她在祈愿的眼神下挺了很久。
喜怒不形于色的人最大的好处,就是永远都不会被人轻易察觉心中所想。
终于,黛青轻笑一声。
她抬眸,嘴角弯弯的看向祈愿。
果然,还是连真诚都懒得伪装的虚假笑意。
“何必将界限划分的那么清楚?”
“我只是觉得,我和祈小姐从最当初的一见如故,再到如今的……”
在祈愿的眼神警告中,她笑着将话婉转的调了一圈。
“但不管怎么说,我们也做过盟友,也一同在生死边缘上徘徊过。”
“不管立场如何,你我只论私交。
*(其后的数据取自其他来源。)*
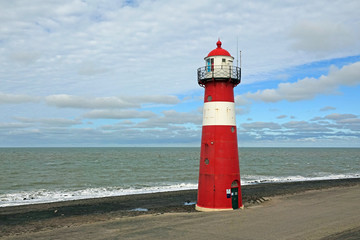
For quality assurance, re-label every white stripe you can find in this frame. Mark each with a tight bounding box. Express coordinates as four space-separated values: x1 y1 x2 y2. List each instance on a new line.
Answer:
203 101 236 126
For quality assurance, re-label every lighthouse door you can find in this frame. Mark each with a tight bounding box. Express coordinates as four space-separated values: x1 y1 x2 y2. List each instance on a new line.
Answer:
231 187 239 209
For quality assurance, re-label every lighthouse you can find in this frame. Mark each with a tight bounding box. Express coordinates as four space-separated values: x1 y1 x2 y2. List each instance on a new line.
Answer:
196 39 243 211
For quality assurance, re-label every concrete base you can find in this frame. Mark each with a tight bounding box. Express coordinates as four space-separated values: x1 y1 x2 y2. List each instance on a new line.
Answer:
195 204 244 212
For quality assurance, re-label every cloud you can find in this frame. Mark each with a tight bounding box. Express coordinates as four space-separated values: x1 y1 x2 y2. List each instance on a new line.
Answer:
83 109 156 119
45 94 140 108
320 106 336 112
45 94 180 109
244 62 360 102
276 115 287 119
241 122 281 130
135 110 202 128
290 20 358 54
0 92 40 104
324 113 357 120
14 117 82 127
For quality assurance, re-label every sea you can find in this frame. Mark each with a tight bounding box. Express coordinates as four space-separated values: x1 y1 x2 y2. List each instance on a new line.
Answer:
0 147 360 207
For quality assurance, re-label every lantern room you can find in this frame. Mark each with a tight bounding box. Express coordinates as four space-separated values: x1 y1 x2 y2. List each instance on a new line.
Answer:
198 40 241 86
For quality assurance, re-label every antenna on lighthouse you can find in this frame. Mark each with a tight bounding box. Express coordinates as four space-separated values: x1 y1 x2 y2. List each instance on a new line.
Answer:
236 36 241 67
240 50 241 68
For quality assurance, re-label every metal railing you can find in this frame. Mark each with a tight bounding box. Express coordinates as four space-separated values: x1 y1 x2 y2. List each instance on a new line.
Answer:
198 65 241 86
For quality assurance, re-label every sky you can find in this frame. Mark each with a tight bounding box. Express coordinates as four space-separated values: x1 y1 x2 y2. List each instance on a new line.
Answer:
0 0 360 147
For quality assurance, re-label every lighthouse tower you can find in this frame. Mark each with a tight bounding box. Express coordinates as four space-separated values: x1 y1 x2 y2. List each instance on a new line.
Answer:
196 40 243 211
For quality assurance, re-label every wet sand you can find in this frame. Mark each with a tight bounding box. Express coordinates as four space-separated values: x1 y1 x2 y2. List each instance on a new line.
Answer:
0 179 360 239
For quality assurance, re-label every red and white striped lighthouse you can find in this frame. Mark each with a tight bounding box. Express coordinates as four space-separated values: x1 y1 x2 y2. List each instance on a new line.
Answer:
196 40 243 211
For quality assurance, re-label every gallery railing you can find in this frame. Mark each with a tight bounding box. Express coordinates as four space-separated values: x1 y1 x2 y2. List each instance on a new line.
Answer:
198 65 241 86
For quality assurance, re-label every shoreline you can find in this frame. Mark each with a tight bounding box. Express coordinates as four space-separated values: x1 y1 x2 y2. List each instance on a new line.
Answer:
0 178 360 237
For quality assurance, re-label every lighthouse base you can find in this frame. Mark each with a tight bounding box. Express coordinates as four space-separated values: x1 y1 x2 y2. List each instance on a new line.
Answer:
195 204 244 212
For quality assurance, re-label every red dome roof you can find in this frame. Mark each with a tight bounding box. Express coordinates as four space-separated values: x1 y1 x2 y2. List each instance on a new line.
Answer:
206 39 231 57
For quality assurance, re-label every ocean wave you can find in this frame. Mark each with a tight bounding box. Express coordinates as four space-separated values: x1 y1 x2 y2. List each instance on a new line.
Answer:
0 173 360 207
0 183 197 207
241 173 360 185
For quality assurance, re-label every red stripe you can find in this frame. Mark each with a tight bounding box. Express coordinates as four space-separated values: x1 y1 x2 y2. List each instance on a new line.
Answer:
204 81 234 102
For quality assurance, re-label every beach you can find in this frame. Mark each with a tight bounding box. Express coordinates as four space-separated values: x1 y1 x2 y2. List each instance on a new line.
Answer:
0 178 360 239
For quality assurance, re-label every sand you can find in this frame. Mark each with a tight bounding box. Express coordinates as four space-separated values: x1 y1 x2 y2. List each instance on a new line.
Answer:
0 179 360 240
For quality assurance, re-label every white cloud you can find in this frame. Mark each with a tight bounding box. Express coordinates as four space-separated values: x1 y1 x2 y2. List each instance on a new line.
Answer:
45 94 180 109
46 94 140 108
14 117 82 127
324 113 357 120
320 106 336 112
83 110 156 119
290 19 359 54
0 92 40 104
244 62 360 102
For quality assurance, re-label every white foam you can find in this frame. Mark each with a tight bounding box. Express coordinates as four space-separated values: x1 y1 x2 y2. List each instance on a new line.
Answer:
0 173 360 207
241 173 360 185
0 183 197 207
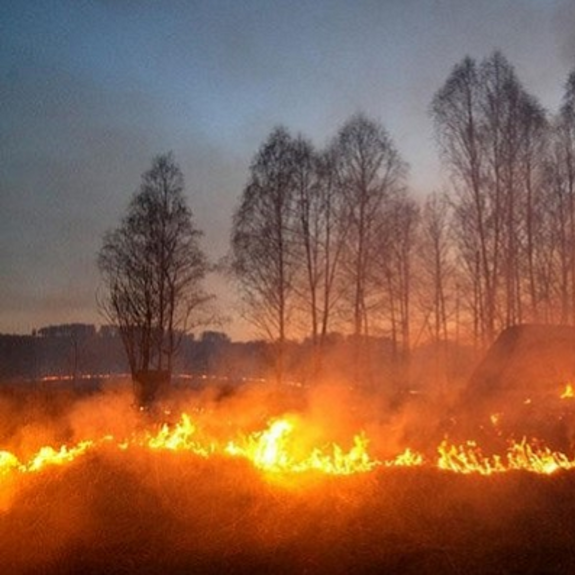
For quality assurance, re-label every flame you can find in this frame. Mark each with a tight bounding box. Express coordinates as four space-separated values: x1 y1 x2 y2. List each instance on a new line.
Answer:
225 419 380 475
25 441 94 471
561 383 575 399
0 413 575 479
437 438 575 475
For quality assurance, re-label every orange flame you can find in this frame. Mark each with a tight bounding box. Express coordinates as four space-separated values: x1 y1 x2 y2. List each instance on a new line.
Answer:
0 414 575 479
561 383 575 399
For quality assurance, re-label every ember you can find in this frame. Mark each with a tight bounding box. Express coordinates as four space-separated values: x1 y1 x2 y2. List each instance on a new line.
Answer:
0 413 575 484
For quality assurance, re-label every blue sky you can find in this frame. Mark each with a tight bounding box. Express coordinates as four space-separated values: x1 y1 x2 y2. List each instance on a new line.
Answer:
0 0 575 335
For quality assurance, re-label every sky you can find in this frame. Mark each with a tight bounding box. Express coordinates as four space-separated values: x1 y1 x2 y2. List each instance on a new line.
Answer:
0 0 575 339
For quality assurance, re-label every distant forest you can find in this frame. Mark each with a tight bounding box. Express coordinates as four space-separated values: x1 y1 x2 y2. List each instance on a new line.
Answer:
5 52 575 392
0 323 475 396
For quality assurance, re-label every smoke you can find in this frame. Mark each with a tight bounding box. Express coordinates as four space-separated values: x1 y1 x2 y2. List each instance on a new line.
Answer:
0 380 575 574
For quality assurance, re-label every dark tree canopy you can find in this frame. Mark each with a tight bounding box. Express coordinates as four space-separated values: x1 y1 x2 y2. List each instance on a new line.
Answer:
98 153 209 392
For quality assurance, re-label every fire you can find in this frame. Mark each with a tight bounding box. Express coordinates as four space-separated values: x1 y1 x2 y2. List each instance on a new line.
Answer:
146 413 214 457
437 438 575 475
561 383 575 399
225 419 380 475
0 413 575 484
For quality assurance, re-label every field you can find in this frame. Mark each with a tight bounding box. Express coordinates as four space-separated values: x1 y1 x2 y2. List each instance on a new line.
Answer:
0 378 575 574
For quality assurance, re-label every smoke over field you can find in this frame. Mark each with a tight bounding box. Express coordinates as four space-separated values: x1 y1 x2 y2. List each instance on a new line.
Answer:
0 376 575 574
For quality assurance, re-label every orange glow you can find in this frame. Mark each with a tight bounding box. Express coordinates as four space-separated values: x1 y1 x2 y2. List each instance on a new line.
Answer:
561 383 575 399
0 413 575 478
225 419 380 475
437 439 575 475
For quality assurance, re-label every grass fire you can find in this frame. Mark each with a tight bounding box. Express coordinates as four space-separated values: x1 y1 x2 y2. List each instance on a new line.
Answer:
0 344 575 574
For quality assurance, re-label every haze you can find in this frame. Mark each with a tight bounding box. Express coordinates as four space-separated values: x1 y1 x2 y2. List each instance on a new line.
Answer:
0 0 575 337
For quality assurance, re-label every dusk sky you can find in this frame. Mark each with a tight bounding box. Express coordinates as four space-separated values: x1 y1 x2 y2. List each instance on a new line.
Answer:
0 0 575 337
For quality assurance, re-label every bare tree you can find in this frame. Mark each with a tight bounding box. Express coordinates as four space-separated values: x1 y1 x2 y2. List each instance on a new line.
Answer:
231 127 300 382
294 137 347 379
432 52 545 344
417 192 454 342
333 115 407 379
98 154 210 401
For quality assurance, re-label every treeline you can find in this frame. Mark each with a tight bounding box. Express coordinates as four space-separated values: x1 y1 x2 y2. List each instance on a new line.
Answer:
0 324 475 398
230 52 575 379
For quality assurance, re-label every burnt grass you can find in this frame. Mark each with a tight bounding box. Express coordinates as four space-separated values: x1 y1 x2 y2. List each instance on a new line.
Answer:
0 448 575 574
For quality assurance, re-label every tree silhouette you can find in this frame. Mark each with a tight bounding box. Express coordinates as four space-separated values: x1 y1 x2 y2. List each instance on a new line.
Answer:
98 153 210 403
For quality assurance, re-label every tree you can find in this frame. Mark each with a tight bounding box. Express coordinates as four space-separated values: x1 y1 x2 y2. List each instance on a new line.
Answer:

”
祈愿:“……”
要不说还得是有钱人脸皮厚呢。
像她这种穷光蛋投生转世的,就好那一张没什么用的面皮。
跟聪明人打交道容易露怯。
祈愿余光扫了眼沙发旁的林浣生。
她没说话,跟没骨头一样伸手要水喝。
林浣生就把早泡好等着晾温度的牛乳茶递了过来。
起身时,林浣生抬手看了眼腕表。
“不好意思黛青小姐。”
林浣生指着腕表里此刻午不午,晚不晚的时间,理直气壮的说瞎话。
“我们府上用餐的时间到了。”
言下之意——送客,请识趣点。
甚至为了防止黛青还有别的话顶回来,林浣生还微笑着接了几句别的话。
“黛小姐如果还有什么别的邀约,可以事后先询问我,我们大小姐的行程,基本都由我来核对安排。”
话说到这,再啰嗦就不礼貌了。
至少祈愿是这么认为的。
而黛青显然是懂分寸的,她面容晦色难懂,缓缓站了起来。